Quem ganha e quem perde com a obsolescência programada

Diretora do documentário “The Light Bulb Conspiracy” conversa com o Akatu

 

 

“‘Era uma vez’ quando os produtos eram desenhados para durar muito mais e depois disso seus inventores desapareciam dos noticiários e os produtos sumiam do mercado”. Partindo de algumas lendas que circulam pela internet com esse roteiro, Cosima Dannoritzer escreveu e dirigiu o documentário “The Light Bulb Conspiracy” (em português, “Comprar, trocar, comprar”) que revela a história e os meandros da obsolescência programada.

Obsolescência vem de obsoleto, quer dizer tornar-se antigo, caduco. É algo que pode acontecer naturalmente com qualquer objeto – as coisas sofrem desgastes pelo uso comum. E se fosse possível ditar o momento em que um produto entra em desuso ou, de repente, “envelhece”? Planejar o envelhecimento de um produto é agir de acordo com a obsolescência programada. Ou seja, estabelecer quando ele vai deixar de servir, quando vai quebrar ou parar de funcionar, mesmo que pudesse tecnicamente durar muito mais.

Lançado em 2010 e apresentado no Brasil durante a 1ª Mostra Ecofalante de Cinema Ambiental, realizada em março deste ano, com apoio do Akatu, o documentário revela diversas facetas do problema, seus impactos e muitos exemplos ilustradores de um consumo que está longe do que propõe o Decálogo do Consumo Consciente. Segundo esse conteúdo produzido pelo Akatu, consumo consciente é também aquele que valoriza os produtos duráveis mais do que os descartáveis ou os de obsolescência programada.

O Akatu conversou com Cosima Dannoritzer para saber mais sobre a realização do filme e os impactos econômicos, sociais e ambientais desse aspecto que permeia a cadeia produtiva dos itens de consumo mais comuns na vida das pessoas. Os episódios relatados no documentário são facilmente identificáveis em qualquer parte do mundo. Afinal, quem nunca se deparou com uma impressora que parou de funcionar com apenas um ano de uso, tentou consertá-la e percebeu que era mais barato comprar outra?

Confira os principais trechos da entrevista.

Instituto Akatu – O que a motivou a fazer o documentário?
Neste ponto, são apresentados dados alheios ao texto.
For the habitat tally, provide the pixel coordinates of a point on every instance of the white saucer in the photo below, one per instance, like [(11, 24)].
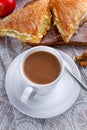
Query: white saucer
[(58, 101)]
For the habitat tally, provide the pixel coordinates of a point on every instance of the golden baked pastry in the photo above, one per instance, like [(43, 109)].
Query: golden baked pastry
[(28, 24), (68, 14)]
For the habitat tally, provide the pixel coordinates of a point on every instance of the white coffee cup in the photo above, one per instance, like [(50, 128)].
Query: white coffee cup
[(33, 88)]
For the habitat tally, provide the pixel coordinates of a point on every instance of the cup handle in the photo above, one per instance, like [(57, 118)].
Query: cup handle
[(26, 94)]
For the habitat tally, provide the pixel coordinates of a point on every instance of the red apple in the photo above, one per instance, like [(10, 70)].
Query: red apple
[(6, 7)]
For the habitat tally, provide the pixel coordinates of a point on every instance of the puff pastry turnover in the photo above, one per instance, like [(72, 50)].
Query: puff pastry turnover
[(68, 14), (28, 24)]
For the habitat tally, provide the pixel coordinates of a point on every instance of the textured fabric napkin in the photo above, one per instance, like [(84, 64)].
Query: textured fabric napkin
[(11, 119)]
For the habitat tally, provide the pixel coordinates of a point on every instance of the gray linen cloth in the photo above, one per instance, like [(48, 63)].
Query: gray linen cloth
[(11, 119)]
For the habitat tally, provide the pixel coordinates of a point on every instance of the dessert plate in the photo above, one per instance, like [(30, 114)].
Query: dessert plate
[(55, 103)]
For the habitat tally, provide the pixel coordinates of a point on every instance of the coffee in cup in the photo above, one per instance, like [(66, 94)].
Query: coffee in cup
[(41, 67)]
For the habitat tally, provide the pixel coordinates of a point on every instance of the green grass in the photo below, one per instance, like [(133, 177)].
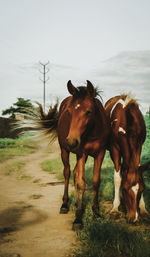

Cosima Dannoritzer – Eu ouvia falar de lendas sobre a obsolescência programada e todas seguiam o mesmo roteiro: “Era uma vez, um inventor registrou a patente de um produto que duraria para sempre e em seguida o inventor e sua invenção desapareciam sob circunstâncias misteriosas”. A internet está cheia dessas histórias. Queria saber se havia alguma verdade nelas. De fato, a realidade se revelou ainda mais estranha.

Instituto Akatu – De que informações você partiu para iniciar a fase de pesquisa?

Cosima Dannoritzer – O ponto de partida foram esses boatos, mas minha meta era encontrar evidências sólidas. Despendemos muito tempo discutindo entre nós se algo é verdadeiro ou não ao invés de desvendar os fatos. Quando temos os fatos na mão podemos seguir em frente e decidir se queremos fazer algo sobre ela.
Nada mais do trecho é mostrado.